Throughout my life, I’ve learned that sexual standards are vitally important for a person’s sense of well-being. The connection between sexual restraint and emotional stability for girls and women is especially important—I noticed that most acutely when I was at home with the baby while Levi was living his normal life uninterrupted. That’s why it’s important to wait until marriage to have sex, which guarantees that babies will be born into actual families instead of the patched-up kinds that we try to make work between custody and shared holidays. (Or, in my case, all alone.) The happiest people are those who live as closely as possible to the biblical standards God laid out for us . . . even if you’ve already violated your own sexual principles.

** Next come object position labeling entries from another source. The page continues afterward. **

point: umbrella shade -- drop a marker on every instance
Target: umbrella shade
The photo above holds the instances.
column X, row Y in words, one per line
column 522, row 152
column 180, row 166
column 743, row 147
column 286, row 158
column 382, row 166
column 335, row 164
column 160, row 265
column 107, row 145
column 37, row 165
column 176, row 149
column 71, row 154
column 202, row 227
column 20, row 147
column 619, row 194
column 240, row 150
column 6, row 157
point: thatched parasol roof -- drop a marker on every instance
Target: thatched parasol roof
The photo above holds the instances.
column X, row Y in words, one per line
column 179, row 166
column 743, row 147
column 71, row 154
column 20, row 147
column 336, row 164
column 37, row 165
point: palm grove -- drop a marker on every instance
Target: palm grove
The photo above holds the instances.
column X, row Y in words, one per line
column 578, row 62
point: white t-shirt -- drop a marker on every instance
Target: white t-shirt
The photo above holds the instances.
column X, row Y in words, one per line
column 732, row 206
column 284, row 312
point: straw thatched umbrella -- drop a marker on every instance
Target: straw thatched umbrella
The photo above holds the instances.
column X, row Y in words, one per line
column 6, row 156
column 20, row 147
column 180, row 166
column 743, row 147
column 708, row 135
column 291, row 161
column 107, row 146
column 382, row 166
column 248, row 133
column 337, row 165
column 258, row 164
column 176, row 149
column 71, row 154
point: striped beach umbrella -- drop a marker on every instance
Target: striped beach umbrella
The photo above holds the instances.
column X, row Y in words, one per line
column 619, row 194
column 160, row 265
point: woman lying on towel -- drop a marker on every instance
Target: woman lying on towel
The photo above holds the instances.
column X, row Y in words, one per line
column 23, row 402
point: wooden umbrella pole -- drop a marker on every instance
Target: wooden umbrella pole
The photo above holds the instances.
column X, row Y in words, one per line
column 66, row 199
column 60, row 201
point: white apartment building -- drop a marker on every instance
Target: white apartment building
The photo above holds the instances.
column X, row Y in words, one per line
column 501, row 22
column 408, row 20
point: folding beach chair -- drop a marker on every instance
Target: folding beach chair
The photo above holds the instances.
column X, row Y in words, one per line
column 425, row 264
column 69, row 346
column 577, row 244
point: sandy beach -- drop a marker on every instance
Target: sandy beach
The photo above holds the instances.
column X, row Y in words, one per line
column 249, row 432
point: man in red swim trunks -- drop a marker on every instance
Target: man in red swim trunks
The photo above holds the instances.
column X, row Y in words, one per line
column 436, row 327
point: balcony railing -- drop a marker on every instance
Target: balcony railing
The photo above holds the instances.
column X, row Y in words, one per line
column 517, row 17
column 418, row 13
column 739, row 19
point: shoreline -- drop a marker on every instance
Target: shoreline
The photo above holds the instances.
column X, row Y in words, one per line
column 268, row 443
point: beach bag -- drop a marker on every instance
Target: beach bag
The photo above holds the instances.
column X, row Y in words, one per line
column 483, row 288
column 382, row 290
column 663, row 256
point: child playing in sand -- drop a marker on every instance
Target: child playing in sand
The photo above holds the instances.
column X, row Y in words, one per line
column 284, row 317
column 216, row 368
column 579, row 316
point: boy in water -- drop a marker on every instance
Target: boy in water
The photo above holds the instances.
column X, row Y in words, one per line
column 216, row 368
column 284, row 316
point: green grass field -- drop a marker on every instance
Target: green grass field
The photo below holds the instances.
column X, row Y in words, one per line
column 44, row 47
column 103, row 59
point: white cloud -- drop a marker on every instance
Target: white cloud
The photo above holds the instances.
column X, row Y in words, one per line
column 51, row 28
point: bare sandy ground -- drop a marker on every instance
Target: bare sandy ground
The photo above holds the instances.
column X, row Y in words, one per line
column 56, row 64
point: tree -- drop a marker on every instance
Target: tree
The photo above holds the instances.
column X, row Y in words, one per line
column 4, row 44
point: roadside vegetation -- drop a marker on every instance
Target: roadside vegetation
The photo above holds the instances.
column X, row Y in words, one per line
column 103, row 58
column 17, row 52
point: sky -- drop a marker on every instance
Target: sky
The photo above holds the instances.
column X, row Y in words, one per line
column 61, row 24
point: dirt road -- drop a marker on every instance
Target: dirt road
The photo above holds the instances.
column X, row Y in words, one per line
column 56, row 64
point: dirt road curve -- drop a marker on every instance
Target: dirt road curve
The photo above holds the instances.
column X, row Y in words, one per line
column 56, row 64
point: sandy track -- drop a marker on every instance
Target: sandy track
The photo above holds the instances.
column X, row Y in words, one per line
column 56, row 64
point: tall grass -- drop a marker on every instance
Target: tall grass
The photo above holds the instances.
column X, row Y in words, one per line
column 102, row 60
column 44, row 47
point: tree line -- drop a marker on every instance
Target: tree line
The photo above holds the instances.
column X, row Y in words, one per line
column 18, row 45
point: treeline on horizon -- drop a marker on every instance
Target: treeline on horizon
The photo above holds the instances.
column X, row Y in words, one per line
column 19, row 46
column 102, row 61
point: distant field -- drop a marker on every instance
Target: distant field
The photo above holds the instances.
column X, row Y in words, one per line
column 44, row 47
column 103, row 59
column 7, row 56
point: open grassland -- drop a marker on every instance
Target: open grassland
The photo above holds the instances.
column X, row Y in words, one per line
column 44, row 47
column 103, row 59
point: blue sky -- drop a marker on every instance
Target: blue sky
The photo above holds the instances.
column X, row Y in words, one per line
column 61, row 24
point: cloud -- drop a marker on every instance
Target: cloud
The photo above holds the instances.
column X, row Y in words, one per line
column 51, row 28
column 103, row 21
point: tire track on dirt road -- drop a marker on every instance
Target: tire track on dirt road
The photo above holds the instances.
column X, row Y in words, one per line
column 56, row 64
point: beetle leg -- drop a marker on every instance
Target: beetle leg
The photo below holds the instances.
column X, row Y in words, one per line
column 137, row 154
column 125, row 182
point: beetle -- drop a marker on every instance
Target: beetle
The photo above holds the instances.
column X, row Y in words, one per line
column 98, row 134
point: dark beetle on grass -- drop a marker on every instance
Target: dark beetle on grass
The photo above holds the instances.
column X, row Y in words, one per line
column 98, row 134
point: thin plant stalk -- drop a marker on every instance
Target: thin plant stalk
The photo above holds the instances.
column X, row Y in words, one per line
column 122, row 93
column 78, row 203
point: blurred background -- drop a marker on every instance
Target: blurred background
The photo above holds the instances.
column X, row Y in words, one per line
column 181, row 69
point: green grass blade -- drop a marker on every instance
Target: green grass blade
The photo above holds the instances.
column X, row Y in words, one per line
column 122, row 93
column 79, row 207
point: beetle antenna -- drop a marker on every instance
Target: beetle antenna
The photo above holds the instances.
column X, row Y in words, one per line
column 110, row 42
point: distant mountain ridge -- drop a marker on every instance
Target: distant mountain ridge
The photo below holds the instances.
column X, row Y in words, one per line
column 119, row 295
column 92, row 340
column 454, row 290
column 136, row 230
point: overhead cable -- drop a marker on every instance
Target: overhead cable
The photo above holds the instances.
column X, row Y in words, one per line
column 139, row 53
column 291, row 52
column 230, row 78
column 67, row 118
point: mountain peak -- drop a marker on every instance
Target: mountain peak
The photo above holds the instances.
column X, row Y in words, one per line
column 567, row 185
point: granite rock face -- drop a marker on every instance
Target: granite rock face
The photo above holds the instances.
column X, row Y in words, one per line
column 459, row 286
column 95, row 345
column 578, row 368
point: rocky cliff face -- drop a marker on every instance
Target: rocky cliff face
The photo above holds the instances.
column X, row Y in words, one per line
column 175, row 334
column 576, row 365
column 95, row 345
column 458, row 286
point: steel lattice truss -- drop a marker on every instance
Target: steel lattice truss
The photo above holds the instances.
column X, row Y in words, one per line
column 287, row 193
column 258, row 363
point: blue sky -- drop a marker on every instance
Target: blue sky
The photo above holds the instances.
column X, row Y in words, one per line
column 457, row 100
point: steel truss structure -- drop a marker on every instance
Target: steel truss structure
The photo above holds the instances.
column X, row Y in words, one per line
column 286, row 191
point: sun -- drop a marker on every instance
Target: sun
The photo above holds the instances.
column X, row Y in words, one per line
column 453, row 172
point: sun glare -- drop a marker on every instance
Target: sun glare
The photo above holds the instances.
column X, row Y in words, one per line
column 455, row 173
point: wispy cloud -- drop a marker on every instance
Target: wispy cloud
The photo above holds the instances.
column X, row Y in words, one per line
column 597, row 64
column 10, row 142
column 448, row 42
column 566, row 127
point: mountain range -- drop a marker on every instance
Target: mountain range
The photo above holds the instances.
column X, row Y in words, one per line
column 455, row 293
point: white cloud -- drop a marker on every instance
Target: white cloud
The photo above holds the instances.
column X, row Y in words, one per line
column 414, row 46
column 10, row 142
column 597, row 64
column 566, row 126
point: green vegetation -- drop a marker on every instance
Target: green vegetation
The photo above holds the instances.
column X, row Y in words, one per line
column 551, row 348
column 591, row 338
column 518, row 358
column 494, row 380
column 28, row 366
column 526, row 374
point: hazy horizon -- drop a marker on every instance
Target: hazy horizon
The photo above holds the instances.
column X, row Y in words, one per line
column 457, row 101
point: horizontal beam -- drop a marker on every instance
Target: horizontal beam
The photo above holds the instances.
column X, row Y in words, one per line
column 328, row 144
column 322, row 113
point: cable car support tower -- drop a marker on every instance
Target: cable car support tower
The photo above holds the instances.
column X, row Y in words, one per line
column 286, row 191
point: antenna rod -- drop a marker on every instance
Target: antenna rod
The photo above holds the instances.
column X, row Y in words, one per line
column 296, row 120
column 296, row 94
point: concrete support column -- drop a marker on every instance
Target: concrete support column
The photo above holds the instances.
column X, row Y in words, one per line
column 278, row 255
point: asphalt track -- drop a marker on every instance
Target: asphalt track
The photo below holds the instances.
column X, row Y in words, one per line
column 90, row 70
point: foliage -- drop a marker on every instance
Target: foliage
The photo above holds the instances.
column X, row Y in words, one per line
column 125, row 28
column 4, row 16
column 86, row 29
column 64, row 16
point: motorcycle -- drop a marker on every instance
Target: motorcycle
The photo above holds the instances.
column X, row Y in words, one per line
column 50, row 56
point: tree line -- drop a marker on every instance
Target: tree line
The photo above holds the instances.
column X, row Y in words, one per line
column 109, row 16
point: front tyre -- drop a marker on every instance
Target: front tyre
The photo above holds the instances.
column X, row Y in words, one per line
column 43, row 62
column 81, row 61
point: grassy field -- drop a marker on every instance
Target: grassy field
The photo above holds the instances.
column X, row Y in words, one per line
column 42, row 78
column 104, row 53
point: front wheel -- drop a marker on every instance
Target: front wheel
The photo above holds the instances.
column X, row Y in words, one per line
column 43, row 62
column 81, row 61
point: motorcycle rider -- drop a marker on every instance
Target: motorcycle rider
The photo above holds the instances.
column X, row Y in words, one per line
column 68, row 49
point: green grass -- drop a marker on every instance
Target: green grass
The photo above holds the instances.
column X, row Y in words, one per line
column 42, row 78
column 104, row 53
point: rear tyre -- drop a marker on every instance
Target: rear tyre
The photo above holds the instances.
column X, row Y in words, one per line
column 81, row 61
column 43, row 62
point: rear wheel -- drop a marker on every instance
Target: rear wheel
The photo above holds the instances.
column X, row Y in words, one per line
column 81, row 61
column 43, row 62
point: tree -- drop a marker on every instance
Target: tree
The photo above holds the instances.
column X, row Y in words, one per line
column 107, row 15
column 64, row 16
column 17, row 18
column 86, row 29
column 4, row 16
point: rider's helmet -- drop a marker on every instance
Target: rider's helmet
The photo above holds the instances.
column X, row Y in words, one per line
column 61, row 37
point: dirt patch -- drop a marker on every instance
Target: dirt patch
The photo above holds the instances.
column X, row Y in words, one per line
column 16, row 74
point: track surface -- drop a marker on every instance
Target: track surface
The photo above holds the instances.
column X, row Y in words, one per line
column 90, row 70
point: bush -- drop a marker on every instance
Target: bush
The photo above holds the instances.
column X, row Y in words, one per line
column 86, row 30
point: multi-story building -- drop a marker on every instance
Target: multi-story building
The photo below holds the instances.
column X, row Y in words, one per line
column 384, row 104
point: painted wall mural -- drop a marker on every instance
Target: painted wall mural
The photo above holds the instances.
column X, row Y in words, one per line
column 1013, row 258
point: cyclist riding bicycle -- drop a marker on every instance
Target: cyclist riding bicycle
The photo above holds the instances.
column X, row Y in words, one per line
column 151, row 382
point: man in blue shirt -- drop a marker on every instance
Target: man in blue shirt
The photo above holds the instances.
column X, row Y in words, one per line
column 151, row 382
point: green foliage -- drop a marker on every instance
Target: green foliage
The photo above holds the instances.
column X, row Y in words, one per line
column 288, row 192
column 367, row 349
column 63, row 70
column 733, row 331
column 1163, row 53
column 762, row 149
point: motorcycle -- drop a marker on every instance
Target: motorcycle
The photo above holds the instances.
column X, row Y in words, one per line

One of the reasons I shared this story is to convey a simple truth to the teens who are out there reading this book. (Or maybe even some adults!) If you have made a sexual mistake, you don’t have to fully give in to that sin. You can always choose to live by biblical standards, which means—among other things—not having sex if you’re not married and not having affairs if you are.

I
’ve not always “walked the walk” when it comes to standards. That’s the thing that struck me in Haiti. The amazing volunteers we met there definitely talked the talk
and
walked the walk. They worked tirelessly for hours, sacrificing their own health to save those who were suffering. Seeing these dedicated volunteers made me recommit to living for God and serving others. I also found myself wishing, like so many people, that I had even more of a clarified true calling . . . something I was so passionate about I’d sacrifice everything. Maybe that will come soon. Maybe it will be somehow related to poverty in other countries, or to orphans who need homes. Maybe I’ll go into politics, maybe I’ll write children’s books, maybe work at Dr. Cusack’s office, or maybe I’ll help my mom become the first woman president!

While I don’t know what the future holds, I do know I’ve made a decision not to have sex again until I’m married. (I’ve had one partner in my entire life, and that’s one partner too many for an unmarried twenty-year-old.) That decision will help me try to live out my dreams and find my way in this world without being burdened by the bad decisions that previously haunted me.

Let’s face it. Making mistakes and dealing with them, suffering pain and longing for a better day . . . that’s just all a part of life. While I was finishing up this book, I got some terrible news about Hunter Wolfe—the first boy to send me flowers, the guy who’d leave me notes on my windshield during basketball practice, and who enjoyed gourmet grilled cheese sandwiches at the Governor’s Mansion.

He had committed suicide.

Mom told me the first time someone close to you dies is the hardest, that, unfortunately, in an odd way, I’d stop reeling from shock as I age and get more used to the tragedies of life. While I know that’s true, I just felt so devastated that a kid with such kindness and potential would end his life in such a hopeless condition.

That’s one of the reasons I decided to be honest and candid in this book. Everyone wrestles with the indignities, pain, and disappointments of life. While my bad decisions were discussed on late-night talk shows, news programs, and magazines across America . . . it doesn’t mean they’re any different from anyone else’s problems. If everyone had their “backstories” made by the producers of
Dancing with the Stars,
every single one would include dealing with life’s challenges.

Again, I’m not a role model, a dancer, or a preacher. I’m just a normal girl who couldn’t hide her problems and learned a few lessons along the way. Namely, that not being afraid of life’s imperfection and complexity is the first step toward truly living it. Oh, and it helps to reach out to the only one who truly offers hope in this world.

No, not President Obama.

Isaiah 41:10 says, “Fear not, for I am with you; be not dismayed, for I am your God; I will strengthen you, I will help you, I will uphold you with my righteous right hand.”

If you try to follow God’s guidance for your life, he’ll help you navigate around some of the big obstacles. But be warned, there’s no telling where you might end up! He has a way of surprising you, or pushing you further than you think you can go.

Who knows? You might even end up in a gorilla suit of your own.